Tree-Level Recovery from Hydraulic Stress: Insights from Experiments and Hydrodynamic Models

Modeling of plant hydraulics is at the forefront of development in vegetation and land-surface models. Numerical tools that consider water flow within the conductive system of plants, and particularly trees, have been developed and used in studies of hydraulic strategy and consequences of hydraulic behavior for drought tolerance. Several established land-surface models such as ED2, CLM, and E3SM have recently developed "hydro" versions and are ready to extrapolate the consequences of including tree hydraulic behaviors into large scale and global simulations. At the core of any plant hydrodynamic model is the assumption that xylem conductance is dependent on xylem water potential. This is typically represented using a Percent Loss of Conductivity (PLC) equation. Mathematically, these functions are reversible and do not include explicit hysteresis, i.e. as soon as water potential increases pre-stress levels of conductivity are regained. However, biological evidence suggests that post-stress recovery mechanisms are much slower, and the recovery of hydraulic conductance does not directly follow water potential.

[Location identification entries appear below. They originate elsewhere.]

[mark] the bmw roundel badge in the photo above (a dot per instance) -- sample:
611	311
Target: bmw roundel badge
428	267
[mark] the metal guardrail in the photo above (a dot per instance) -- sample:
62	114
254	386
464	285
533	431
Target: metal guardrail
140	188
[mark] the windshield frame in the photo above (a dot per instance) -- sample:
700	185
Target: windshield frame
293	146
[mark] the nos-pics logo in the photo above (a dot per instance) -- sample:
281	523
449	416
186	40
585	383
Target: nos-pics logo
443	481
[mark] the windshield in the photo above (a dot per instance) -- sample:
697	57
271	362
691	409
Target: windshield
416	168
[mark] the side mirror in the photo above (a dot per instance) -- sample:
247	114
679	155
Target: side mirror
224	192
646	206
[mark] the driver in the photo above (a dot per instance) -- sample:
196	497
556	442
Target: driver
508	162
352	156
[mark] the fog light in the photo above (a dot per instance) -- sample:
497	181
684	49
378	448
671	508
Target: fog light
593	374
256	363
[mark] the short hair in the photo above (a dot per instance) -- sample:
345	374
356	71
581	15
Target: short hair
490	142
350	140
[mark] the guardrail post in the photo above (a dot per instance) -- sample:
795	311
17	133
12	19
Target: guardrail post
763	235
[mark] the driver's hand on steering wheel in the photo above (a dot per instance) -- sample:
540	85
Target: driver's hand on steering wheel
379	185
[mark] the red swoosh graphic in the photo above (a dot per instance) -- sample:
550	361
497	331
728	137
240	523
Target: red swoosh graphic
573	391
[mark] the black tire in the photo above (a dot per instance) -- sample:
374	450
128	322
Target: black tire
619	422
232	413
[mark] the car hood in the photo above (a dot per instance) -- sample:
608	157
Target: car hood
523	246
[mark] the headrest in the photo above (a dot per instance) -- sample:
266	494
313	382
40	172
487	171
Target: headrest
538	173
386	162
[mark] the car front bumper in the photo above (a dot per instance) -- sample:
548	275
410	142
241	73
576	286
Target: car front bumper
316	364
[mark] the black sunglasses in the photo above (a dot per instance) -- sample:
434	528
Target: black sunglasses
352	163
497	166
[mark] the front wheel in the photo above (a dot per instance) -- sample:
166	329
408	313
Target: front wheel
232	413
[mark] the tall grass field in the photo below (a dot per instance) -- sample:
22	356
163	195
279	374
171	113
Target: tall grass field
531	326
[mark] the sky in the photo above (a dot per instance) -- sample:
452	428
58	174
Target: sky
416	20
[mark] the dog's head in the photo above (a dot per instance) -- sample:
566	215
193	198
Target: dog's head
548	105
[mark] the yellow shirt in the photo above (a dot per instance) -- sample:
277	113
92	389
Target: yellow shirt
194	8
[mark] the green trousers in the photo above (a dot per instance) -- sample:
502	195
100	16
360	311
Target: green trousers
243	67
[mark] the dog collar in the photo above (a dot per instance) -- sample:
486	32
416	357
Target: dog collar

We propose a range of potential recovery responses. At one end, a fully and quickly reversible recovery implies no tissue damage and is the path that corresponds to today's model formulations. Moderate recovery, driven by some tissue damage, can lead a slower return to maximal xylem and leaf conductivity in comparison to the recovery of soil water availability. At the other extreme, severe damage to conductive tissue may require wood growth to repair, and prevents return to pre-stress conductivity over the long-term.

We use observations of gas exchange, sap flow, soil moisture and evapotranspiration in a climate-controlled greenhouse and in a natural forest to characterize post-stress recovery. We propose a formulation of a time-dependent stress function that models the recovery of conductivity by introducing hysteresis to the values of the maximal xylem and leaf conductance parameters. We use a set of simulations in a plant hydraulic model, FETCH2, and an ecosystem model, Thetys-Chloris, to test the realism of the dynamics of post-stress recovery that result from these new formulations.